In more severe cases the leaf edges look dead (brown) while the new leaves remain green because the K in the older tissues is remobilized to supply K to the newer tissues.
“Sometimes people confuse K deficiency symptoms in corn with nitrogen (N) deficiency,” Fernandez says. “While N deficiency also occurs in the older leaves starting at the tip of the leaf, yellowing develops along the midrib toward the leaf base forming a ‘V’ shape.”
What is causing the deficiency?
The symptoms that are showing up in so many fields reflect either 1) insufficient supply due to low soil-test K levels or 2) reduced potassium availability due to less-than-ideal soil conditions and slow root activity.
A survey conducted in 2007-2008 found that K levels in approximately 45% of nearly 550 randomly selected Illinois fields were below the critical level needed to maximize yield. “When soils are below the critical level there is a strong probability of yield reduction even if the crop does not develop deficiency symptoms in the leaves,” says Fernandez.
He says that this year, the appearance of deficiency symptoms is a signal that K should be applied this fall. “The crops in most of these fields will likely not recover even after growing-season conditions improve,” he cautions.
Some fields are showing K deficiency despite having adequate soil-test K levels. This problem is due to the dry soil. Potassium ions need water to diffuse in the soil solution from areas of high concentrations near the soil particles to areas of low concentrations near the crop roots. When soil pores have more air than water, the K ions cannot reach the root because they cannot diffuse through air.
“Under droughty conditions, as far as the crop is concerned, it is as if the ions were not present,” Fernandez explains. “The problem should disappear soon after growing-season conditions improve.”
Dry conditions also limit root growth and activity, further reducing the crop’s capacity to take up potassium. Other factors that could limit root growth include: soils that are too loose or compacted, root damage by disease or insect pruning, shallow seed-planting depth and seed-furrow sidewall compaction that occurs when planting in wet soils
What can be done?
The best way to supply K is to apply it in the soil before planting. Similarly, the management practices to prevent soil conditions that intensify the negative effect of dry weather on K availability are also done before planting. Thus, there is very little that can be done to correct the problem for this year’s crops.
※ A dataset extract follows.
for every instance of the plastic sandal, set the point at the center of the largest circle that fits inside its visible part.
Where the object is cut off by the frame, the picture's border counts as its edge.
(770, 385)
If factors other than low soil-test K are causing the deficiency, applying K fertilizer to the soil is not likely to be profitable for the current crop. Even in low-K soils a liquid or dry application between crop rows will not be effective unless there is enough rain to move potassium into the root zone.
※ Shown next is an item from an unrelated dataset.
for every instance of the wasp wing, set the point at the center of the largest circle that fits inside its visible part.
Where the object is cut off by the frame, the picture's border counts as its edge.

However, even if there is not sufficient rain to move the K, Fernandez points out that the application can begin to correct soil K levels for the next crop. An advantage of soil applications is that higher rates can be applied relative to foliar applications.
Research in the Midwest has shown that foliar potassium applications have limited and inconsistent results and are usually not profitable. “To my knowledge, none of the trials showing response to foliar applications occurred under droughty conditions,” says Fernandez. “If a foliar potassium application is deemed necessary, I recommend using fluid products that do not contain potassium chloride, potassium sulfate or other products with a high salt index so higher potassium rates can be applied without danger of canopy injury.”
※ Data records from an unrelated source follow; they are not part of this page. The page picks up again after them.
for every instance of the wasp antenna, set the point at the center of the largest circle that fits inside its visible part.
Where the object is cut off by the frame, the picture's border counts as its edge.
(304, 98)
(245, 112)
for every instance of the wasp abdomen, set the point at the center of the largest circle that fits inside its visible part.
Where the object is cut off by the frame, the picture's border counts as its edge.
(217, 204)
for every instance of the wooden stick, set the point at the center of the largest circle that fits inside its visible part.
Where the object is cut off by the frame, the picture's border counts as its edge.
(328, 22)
Fernandez suggests looking for clues that may be useful when developing strategies to address the problem. “Take note of the general condition of the roots and the physical condition of the soil, and collect soil samples for potassium analysis from adjacent areas with seemingly normal growth and potassium-deficient symptoms,” he advises.
In most fields, some areas are more severely affected than others. “It would be advisable to mark those areas with a hand-held global positioning system and go back after harvest to take samples and possibly target the area with variable rate applications,” he says.